令和3年度税制改正大綱の概要 その3

その他個人に係るもの

~各種子育て支援助成金の非課税化!~

ベビーシッター助成金や認可外保育施設利用料補助金等はこれまで課税対象でした。他方で、幼稚園就園奨励費補助等は非課税対象といずれも子育て支援であることに違いないが、場合によって雑所得となり、所得税・個人住民税の増加となっていました。

改正後は非課税となり、子育て世帯にとっては朗報ですね。

~5年以下の短期退職所得の計算方法の変更~

5年以下の短期で、退職手当等の収入金額から退職所得控除額(40万円×勤続年数)した金額が300万円を超える場合には所得が従来よりも大きくなるように計算方法が変更されます。

1年で退職金が340万超、2年で退職金が380万円超....となる場合、退職所得の金額の計算上1/2とはならないため、所得税と個人住民税を増加させることになりました。

この結果、役員等に対する退職金支給と同様の取り扱いとなりました。

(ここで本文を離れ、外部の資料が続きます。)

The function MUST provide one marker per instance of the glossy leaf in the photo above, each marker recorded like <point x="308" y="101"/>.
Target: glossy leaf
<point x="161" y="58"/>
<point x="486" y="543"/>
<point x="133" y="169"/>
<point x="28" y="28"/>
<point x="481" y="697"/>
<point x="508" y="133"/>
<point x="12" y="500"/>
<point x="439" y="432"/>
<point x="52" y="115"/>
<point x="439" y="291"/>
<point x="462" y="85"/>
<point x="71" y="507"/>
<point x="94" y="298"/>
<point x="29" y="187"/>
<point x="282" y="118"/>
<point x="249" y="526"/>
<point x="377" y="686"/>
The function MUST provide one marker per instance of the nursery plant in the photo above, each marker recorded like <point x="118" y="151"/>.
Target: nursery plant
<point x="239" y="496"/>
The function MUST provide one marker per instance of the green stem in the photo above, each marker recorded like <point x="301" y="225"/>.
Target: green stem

このため、給与を退職金に振り替え(後払い)した場合には給与に対する社会保険料は安くなるものの、退職時の所得税等は増加することから、トータルの負担は一緒だと思われますが、毎年の所得水準に応じた、助成金や補助等が変わってくることもあるので、社会福祉制度を考慮すると退職金による支給の方が有利なのかもしれません。

~セルフメディケーション税制の変更~

セルフメディケーション税制の適用期限が令和3年12月31日から5年延長して、令和8年12月31日までに延長です。

さらに、現行制度でのスイッチOTC医薬品(リスク区分が3以上のOTC医薬品11,161品目(2020年3月31日時点)のうち、約16%が対象)に、非スイッチOTC医薬品のうち、特定の症状の改善に関するものを追加予定です。

なお、現行制度では1万2千円を差し引いた金額を税額控除すること、実際に支払ったOTC医薬品等購入費の合計額が1万2千円以下の場合には、対象外となる点で変更になるようです。

対象となる方にとっては、少し税制メリットが増大しますが、健康でいることが一番なので、利用する必要がないよう予防医療に努めることが重要ではないでしょうか。